Pubblichiamo la nota di seguito.
Perché interrompere una gestione eccellente di un bene comasco quando questa funziona perfettamente? Villa Olmo era rimasto l’ultimo lido della città, gestito da comaschi, dopo che in molti si erano sentiti “sfrattati” da Villa Geno, a causa dell’impennata del costo dell’ingresso.
Ora, senza motivare la sua decisione, il sindaco comunica l’interruzione della concessione esistente al Lido di Villa Olmo, quando potrebbe tranquillamente rinnovarla.
Quali sono i motivi di questa scelta, visto che la struttura è stata sin qui egregiamente gestita, le tariffe di ingresso si sono mantenute a misura di cittadino (e non soltanto di turista) e il canone regolarmente versato al Comune non era certo irrisorio?
Perché il sindaco dice che “non ci sarà interruzione del servizio”? Come fa ad essere certo dell’esito di quello che dovrebbe essere l’esito di una gara pubblica?
La trasformazione, sciagurata, della nostra città in un luogo a misura dei soli turisti è sotto gli occhi di tutti. E a farne le spese sono i cittadini comaschi.
Ieri era giunta anche una nota da parte del coordinatore cittadino di Forza Italia, Davide Gervasoni.
Forza Italia esprime forte preoccupazione per la decisione dell’amministrazione comunale di Como di mettere a bando la gestione della Piscina Sinigaglia, della Piscina di Casate, del Palaghiaccio di Casate e del Centro sportivo di Sagnino senza un confronto chiaro con il Consiglio comunale, le società sportive e i lavoratori.

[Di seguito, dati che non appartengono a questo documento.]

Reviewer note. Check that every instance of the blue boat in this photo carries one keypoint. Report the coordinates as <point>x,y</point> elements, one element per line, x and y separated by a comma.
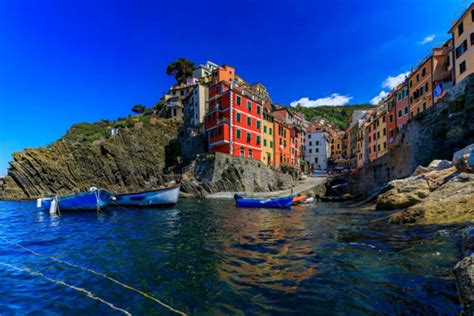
<point>158,198</point>
<point>92,200</point>
<point>277,202</point>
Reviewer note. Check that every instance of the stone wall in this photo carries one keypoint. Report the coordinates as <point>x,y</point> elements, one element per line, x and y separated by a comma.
<point>435,134</point>
<point>220,173</point>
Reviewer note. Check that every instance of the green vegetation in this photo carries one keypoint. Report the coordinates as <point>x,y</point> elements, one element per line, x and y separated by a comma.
<point>180,69</point>
<point>86,132</point>
<point>139,108</point>
<point>337,115</point>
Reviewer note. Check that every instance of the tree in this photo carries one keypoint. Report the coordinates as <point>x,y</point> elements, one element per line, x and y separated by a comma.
<point>180,69</point>
<point>139,108</point>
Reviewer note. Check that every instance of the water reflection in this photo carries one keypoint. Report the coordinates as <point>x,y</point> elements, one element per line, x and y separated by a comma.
<point>270,249</point>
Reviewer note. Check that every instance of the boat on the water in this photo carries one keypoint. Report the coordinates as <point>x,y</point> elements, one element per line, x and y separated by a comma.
<point>299,199</point>
<point>92,200</point>
<point>158,198</point>
<point>277,202</point>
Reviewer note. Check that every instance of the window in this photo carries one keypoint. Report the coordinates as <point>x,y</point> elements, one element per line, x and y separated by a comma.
<point>462,67</point>
<point>461,49</point>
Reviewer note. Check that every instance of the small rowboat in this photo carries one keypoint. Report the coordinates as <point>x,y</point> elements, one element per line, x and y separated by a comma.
<point>92,200</point>
<point>278,202</point>
<point>159,198</point>
<point>299,199</point>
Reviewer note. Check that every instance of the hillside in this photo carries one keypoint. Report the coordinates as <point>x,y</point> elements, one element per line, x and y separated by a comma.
<point>338,115</point>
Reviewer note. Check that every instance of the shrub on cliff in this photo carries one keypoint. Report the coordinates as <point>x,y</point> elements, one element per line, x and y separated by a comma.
<point>86,132</point>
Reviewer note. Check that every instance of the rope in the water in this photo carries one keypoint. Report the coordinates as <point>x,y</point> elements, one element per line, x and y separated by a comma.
<point>99,274</point>
<point>59,282</point>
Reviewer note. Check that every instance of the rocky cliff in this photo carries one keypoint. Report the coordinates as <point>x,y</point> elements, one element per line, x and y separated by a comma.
<point>130,160</point>
<point>446,127</point>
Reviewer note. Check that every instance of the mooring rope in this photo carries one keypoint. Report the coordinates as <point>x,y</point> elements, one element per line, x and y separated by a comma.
<point>59,282</point>
<point>99,274</point>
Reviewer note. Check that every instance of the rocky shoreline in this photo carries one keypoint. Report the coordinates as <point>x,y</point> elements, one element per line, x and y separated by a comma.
<point>441,193</point>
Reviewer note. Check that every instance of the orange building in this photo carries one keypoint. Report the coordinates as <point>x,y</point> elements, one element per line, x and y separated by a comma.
<point>420,87</point>
<point>463,44</point>
<point>234,122</point>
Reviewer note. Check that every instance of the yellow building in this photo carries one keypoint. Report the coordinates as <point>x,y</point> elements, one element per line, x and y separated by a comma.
<point>268,148</point>
<point>463,41</point>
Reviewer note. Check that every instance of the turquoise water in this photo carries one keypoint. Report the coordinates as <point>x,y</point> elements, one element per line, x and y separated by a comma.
<point>210,258</point>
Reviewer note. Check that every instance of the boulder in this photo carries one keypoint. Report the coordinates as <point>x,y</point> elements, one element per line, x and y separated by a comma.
<point>440,164</point>
<point>410,191</point>
<point>464,159</point>
<point>464,274</point>
<point>451,203</point>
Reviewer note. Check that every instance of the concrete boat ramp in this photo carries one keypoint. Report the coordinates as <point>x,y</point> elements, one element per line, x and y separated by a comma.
<point>311,186</point>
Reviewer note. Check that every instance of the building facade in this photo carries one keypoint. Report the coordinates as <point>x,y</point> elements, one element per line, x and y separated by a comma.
<point>234,122</point>
<point>316,146</point>
<point>462,33</point>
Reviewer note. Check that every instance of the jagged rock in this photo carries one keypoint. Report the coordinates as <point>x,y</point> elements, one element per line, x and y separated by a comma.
<point>453,202</point>
<point>464,274</point>
<point>464,159</point>
<point>410,191</point>
<point>440,164</point>
<point>126,162</point>
<point>420,170</point>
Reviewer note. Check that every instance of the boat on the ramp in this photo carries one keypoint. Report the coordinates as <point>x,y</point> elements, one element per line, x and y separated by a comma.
<point>165,197</point>
<point>276,202</point>
<point>93,200</point>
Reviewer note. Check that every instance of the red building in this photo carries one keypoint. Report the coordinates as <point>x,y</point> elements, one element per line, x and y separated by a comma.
<point>401,104</point>
<point>234,121</point>
<point>391,121</point>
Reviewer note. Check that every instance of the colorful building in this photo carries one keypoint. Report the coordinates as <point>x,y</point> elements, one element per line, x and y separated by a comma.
<point>420,87</point>
<point>234,121</point>
<point>401,104</point>
<point>316,146</point>
<point>462,43</point>
<point>391,120</point>
<point>268,148</point>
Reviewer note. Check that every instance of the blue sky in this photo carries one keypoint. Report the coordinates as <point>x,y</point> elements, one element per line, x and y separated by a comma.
<point>64,62</point>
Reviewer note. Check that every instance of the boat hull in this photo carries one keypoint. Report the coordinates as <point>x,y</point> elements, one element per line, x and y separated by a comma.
<point>86,201</point>
<point>160,198</point>
<point>280,202</point>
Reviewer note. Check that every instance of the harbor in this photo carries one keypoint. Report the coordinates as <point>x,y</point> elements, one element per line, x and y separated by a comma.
<point>209,257</point>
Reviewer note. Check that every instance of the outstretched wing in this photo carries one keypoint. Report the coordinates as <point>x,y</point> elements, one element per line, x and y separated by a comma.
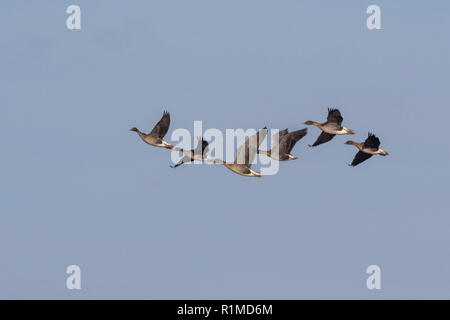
<point>185,159</point>
<point>277,137</point>
<point>202,146</point>
<point>372,142</point>
<point>288,141</point>
<point>324,137</point>
<point>360,157</point>
<point>162,126</point>
<point>334,116</point>
<point>246,153</point>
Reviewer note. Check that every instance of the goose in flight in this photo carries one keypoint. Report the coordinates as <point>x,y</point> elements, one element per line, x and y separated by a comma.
<point>283,142</point>
<point>367,149</point>
<point>155,137</point>
<point>245,155</point>
<point>199,153</point>
<point>332,127</point>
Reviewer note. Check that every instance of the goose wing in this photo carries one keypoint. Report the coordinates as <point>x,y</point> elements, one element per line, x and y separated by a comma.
<point>334,116</point>
<point>372,142</point>
<point>288,141</point>
<point>324,137</point>
<point>162,126</point>
<point>277,137</point>
<point>246,152</point>
<point>360,157</point>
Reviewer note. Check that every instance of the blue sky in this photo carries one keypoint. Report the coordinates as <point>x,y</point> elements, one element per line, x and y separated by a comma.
<point>78,188</point>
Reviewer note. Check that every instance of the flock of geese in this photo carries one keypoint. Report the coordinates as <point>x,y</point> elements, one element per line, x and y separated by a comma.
<point>282,145</point>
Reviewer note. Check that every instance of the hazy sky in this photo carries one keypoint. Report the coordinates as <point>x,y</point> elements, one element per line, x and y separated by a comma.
<point>77,187</point>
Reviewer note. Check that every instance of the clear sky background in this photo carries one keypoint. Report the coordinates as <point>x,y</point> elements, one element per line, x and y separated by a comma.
<point>77,187</point>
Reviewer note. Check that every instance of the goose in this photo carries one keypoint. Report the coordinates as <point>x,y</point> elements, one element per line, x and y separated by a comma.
<point>283,142</point>
<point>367,149</point>
<point>199,153</point>
<point>155,137</point>
<point>332,127</point>
<point>245,155</point>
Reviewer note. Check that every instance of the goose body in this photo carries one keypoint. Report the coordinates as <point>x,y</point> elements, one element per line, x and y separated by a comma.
<point>245,155</point>
<point>330,128</point>
<point>368,148</point>
<point>199,153</point>
<point>283,143</point>
<point>155,137</point>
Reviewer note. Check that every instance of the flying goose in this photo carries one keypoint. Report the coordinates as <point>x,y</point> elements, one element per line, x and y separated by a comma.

È un vero peccato constatare che CSU, nata per gestire e valorizzare gli impianti sportivi cittadini, venga oggi di fatto privata proprio di questo ruolo. Le amministrazioni cambiano e con esse cambiano le scelte e i tempi, ma non possiamo non rilevare con profondo rammarico la fine di un’esperienza che era stata progettata e realizzata per garantire una gestione pubblica e radicata sul territorio.

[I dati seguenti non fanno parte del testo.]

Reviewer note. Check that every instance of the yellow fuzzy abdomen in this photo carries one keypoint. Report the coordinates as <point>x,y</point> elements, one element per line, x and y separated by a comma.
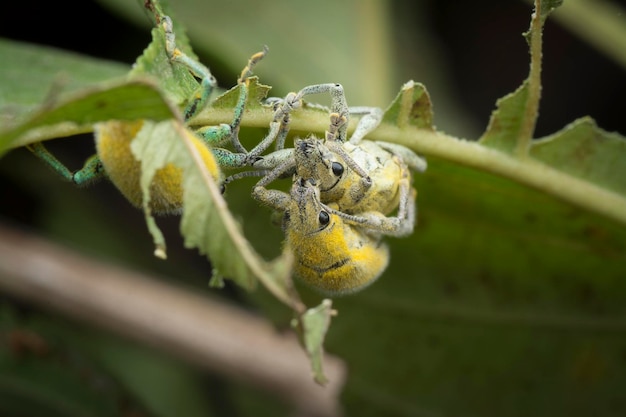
<point>113,141</point>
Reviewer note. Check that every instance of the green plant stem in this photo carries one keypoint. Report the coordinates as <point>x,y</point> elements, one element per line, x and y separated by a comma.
<point>526,171</point>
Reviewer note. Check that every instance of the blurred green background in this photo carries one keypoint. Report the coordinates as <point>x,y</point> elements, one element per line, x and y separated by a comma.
<point>503,303</point>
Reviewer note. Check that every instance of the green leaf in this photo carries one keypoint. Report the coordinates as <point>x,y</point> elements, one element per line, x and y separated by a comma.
<point>583,150</point>
<point>125,100</point>
<point>312,326</point>
<point>206,223</point>
<point>37,73</point>
<point>411,107</point>
<point>507,123</point>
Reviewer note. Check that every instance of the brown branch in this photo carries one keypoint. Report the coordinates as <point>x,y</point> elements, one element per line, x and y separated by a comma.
<point>214,335</point>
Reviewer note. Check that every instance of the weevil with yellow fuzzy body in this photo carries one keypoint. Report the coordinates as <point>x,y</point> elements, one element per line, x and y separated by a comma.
<point>357,175</point>
<point>115,160</point>
<point>336,253</point>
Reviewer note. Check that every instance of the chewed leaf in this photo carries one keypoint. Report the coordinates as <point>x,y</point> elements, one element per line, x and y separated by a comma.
<point>256,93</point>
<point>507,121</point>
<point>126,100</point>
<point>584,150</point>
<point>206,224</point>
<point>34,71</point>
<point>411,107</point>
<point>174,79</point>
<point>314,325</point>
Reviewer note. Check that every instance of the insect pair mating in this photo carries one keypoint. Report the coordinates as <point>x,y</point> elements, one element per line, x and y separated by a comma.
<point>343,190</point>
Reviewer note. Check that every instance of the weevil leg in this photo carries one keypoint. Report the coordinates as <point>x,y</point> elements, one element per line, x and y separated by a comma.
<point>398,226</point>
<point>92,170</point>
<point>337,121</point>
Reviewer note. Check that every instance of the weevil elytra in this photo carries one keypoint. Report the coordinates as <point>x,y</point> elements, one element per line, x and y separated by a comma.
<point>115,160</point>
<point>335,253</point>
<point>355,175</point>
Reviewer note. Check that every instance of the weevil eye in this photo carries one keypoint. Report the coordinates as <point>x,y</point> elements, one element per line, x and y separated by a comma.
<point>337,168</point>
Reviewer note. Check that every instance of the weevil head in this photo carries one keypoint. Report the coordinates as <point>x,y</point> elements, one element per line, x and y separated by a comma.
<point>331,256</point>
<point>314,160</point>
<point>306,214</point>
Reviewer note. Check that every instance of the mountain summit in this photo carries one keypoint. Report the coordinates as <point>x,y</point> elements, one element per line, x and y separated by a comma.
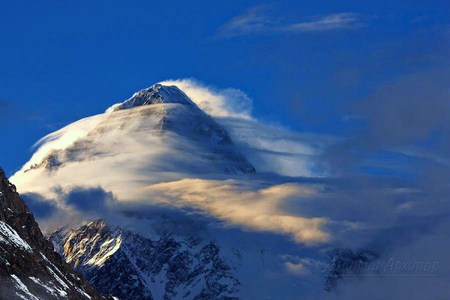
<point>156,94</point>
<point>157,135</point>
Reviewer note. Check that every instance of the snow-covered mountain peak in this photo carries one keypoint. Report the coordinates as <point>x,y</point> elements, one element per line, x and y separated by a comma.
<point>156,94</point>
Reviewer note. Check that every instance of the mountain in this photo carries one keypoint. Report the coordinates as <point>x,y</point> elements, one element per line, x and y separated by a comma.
<point>29,267</point>
<point>129,266</point>
<point>205,224</point>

Se l’attuale giunta intende comunque procedere con nuovi gestori privati, riteniamo assolutamente fondamentale e prioritario che vengano mantenuti prezzi ragionevoli e sostenibili per l’accesso a tali strutture, di primaria importanza per la città, e che siano garantiti benefici concreti per le società sportive comasche e per gli stessi residenti, evitando derive esclusivamente commerciali che penalizzerebbero famiglie e associazioni.
Ancora più preoccupante è la situazione del lido di Villa Olmo con una concessione scaduta e nessun bando pronto a ridosso dell’estate, una situazione compromessa e senza certezze che rischia di lasciare la città senza un servizio fondamentale proprio nel periodo più importante dell’anno, e in un comparto strategico per lo sviluppo economico del territorio come il turismo.
Come in tante altre occasioni, l’amministrazione dimostra una programmazione debole che espone Como al rischio di ritardi e disservizi proprio quando servirebbero organizzazione e chiarezza.